Why the Violence Against Women Act Divided the House G.O.P.

The Takeaway

After months of stalling on Capitol Hill the House has passed the Violence Against Women Act. President Obama has said he will sign it.  
This could have been a done deal way back in the last legislative session. The Senate had passed its version back in May, but the House moved to draft its own bill that stripped out the Senate version’s protections for gay, immigrant, Native American, and student victims.   
This week members of the GOP realized that version was unlikely to pass. That was in part because members of their own party supported those provisions present in the Senate version.
Yesterday, 87 House G.O.P. members joined 199 Democrats to support of the Senate version of the bill. Nineteen House members even went as far as to send a letter for Majority Leader Eric Cantor and Speaker John Boehner calling for passage of the more comprehensive version. It’s the third time in a matter of months that the House has passed a bill with the Democratic minority pushing the balance of the vote under John Boehner’s watch.
Tom Cole is a Republican Congressman representing Oklahoma’s 4th district. Cole is a member of the  Chickasaw Nation. He voted in favor of the Senate version of the bill.

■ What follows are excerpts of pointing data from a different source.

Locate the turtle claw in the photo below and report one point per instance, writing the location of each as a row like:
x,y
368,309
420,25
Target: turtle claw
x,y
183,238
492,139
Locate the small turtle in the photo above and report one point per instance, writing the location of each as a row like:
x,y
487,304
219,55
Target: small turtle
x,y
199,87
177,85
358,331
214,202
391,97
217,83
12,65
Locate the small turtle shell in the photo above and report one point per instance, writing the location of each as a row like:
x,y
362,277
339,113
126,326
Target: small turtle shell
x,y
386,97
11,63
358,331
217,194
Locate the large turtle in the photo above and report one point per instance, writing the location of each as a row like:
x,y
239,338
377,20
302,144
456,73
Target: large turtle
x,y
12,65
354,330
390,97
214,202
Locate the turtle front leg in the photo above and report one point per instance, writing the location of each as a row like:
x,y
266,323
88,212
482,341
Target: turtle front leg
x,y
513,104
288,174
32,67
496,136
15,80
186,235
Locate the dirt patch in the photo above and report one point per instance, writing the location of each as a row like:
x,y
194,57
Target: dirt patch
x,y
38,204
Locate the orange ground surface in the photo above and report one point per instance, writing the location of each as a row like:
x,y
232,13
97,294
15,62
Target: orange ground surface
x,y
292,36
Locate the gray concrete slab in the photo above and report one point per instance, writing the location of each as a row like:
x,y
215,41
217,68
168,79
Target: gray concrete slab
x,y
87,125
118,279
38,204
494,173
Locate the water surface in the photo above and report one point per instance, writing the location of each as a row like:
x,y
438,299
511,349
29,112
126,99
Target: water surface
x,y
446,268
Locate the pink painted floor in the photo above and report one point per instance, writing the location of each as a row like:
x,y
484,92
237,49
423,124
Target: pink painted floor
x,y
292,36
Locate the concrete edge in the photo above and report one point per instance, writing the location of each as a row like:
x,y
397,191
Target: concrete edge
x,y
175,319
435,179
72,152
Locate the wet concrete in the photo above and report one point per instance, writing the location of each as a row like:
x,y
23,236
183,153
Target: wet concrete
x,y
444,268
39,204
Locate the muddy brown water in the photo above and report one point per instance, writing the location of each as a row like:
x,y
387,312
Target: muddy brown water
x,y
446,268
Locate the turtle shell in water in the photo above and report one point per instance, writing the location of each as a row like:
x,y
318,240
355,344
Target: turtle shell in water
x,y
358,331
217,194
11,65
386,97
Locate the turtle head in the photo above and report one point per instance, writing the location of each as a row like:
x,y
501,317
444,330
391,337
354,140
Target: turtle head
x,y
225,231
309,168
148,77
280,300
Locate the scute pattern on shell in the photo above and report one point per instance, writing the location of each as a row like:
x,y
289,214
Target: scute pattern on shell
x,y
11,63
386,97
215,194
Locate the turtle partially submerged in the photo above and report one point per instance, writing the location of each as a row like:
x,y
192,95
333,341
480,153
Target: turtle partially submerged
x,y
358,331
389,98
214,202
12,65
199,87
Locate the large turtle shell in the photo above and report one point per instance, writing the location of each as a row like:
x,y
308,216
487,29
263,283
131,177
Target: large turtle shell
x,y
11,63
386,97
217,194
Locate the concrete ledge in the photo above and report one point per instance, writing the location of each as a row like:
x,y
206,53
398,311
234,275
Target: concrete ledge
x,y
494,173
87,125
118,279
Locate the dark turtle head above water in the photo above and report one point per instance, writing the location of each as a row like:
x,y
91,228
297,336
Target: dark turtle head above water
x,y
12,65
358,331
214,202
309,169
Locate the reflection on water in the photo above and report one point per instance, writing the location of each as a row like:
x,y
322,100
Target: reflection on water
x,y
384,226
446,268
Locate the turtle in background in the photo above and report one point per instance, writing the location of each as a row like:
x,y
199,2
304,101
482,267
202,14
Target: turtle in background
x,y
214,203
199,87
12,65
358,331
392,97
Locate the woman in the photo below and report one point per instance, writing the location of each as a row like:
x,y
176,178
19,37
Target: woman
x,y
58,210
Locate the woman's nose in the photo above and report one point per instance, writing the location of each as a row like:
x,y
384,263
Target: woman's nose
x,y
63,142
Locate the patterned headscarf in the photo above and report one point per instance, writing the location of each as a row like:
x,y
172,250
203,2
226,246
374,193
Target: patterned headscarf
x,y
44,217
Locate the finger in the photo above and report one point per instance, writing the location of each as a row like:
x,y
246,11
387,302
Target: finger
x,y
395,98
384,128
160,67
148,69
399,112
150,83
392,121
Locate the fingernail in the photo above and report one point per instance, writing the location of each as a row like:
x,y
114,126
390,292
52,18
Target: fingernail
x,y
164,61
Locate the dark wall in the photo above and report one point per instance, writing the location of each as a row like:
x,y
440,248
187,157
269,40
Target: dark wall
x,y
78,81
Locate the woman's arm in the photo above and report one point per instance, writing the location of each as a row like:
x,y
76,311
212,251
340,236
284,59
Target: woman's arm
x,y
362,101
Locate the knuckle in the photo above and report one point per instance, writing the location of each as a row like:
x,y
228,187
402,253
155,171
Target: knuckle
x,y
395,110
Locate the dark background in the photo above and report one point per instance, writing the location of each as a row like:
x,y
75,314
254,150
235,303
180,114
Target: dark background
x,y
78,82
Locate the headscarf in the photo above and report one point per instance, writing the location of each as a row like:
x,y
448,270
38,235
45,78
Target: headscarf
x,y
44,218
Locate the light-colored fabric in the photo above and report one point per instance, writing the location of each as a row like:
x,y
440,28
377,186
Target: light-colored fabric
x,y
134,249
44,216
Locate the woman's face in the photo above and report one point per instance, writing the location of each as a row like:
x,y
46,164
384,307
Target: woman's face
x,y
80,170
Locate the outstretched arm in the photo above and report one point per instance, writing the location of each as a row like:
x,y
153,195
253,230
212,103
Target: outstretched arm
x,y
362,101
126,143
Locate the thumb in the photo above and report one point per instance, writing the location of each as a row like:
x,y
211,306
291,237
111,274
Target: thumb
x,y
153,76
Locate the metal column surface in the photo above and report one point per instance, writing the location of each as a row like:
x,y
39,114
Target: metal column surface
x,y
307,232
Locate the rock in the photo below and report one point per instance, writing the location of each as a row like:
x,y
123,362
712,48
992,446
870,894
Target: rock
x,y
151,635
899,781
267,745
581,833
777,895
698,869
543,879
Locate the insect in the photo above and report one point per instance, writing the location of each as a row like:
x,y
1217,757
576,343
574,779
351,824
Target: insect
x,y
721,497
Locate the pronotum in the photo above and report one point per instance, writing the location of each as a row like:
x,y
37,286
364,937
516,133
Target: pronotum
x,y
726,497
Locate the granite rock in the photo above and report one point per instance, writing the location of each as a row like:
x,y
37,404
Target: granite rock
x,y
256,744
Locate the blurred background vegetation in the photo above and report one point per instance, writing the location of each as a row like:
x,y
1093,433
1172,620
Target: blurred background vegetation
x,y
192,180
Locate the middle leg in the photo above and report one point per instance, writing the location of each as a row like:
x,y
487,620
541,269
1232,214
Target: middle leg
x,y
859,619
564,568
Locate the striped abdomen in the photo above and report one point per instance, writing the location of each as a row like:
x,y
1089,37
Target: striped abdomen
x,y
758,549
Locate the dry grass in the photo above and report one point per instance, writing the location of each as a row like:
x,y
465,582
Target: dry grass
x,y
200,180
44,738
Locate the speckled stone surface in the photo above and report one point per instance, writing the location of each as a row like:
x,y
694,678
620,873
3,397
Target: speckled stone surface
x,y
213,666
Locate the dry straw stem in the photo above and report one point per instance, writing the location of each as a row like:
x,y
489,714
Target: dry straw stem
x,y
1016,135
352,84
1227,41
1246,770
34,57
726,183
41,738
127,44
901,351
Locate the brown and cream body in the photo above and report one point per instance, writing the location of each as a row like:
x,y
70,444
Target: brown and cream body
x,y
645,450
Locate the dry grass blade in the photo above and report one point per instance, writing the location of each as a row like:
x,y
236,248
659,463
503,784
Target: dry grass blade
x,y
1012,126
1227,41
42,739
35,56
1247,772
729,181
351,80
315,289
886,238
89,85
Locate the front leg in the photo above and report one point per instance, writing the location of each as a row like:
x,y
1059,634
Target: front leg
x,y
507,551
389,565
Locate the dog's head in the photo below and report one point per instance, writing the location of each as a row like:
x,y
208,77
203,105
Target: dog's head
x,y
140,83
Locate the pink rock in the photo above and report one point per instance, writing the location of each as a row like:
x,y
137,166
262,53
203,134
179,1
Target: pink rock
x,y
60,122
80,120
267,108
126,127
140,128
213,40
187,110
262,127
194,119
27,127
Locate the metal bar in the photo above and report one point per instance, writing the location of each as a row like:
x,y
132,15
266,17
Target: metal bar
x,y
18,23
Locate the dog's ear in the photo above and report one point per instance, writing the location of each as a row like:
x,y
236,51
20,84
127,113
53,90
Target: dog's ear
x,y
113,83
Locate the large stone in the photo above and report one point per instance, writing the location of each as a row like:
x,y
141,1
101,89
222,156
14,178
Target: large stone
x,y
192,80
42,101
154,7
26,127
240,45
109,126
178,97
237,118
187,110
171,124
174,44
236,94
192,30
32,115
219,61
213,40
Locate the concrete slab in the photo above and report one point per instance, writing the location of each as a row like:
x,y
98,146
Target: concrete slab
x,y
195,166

Congressman Cole believes that Congress managed to find common ground on issues that would normally be very divisive, something it has proven generally inept at over the last few years: “We let the House work its will. And it actually worked pretty well and dealt with the issue fairly expeditiously in a divided environment.”He believes that Speaker Boehner operated appropriately in a difficult situation: “He understands politics about as well anybody I’ve ever met and I’ve worked with him for over 20 years… This was a very, very difficult issue because there were divisions within his own conference that prevented him from getting to 218.”
On the impact of the legislation in tribal areas, he says: “It will make a dramatic difference.”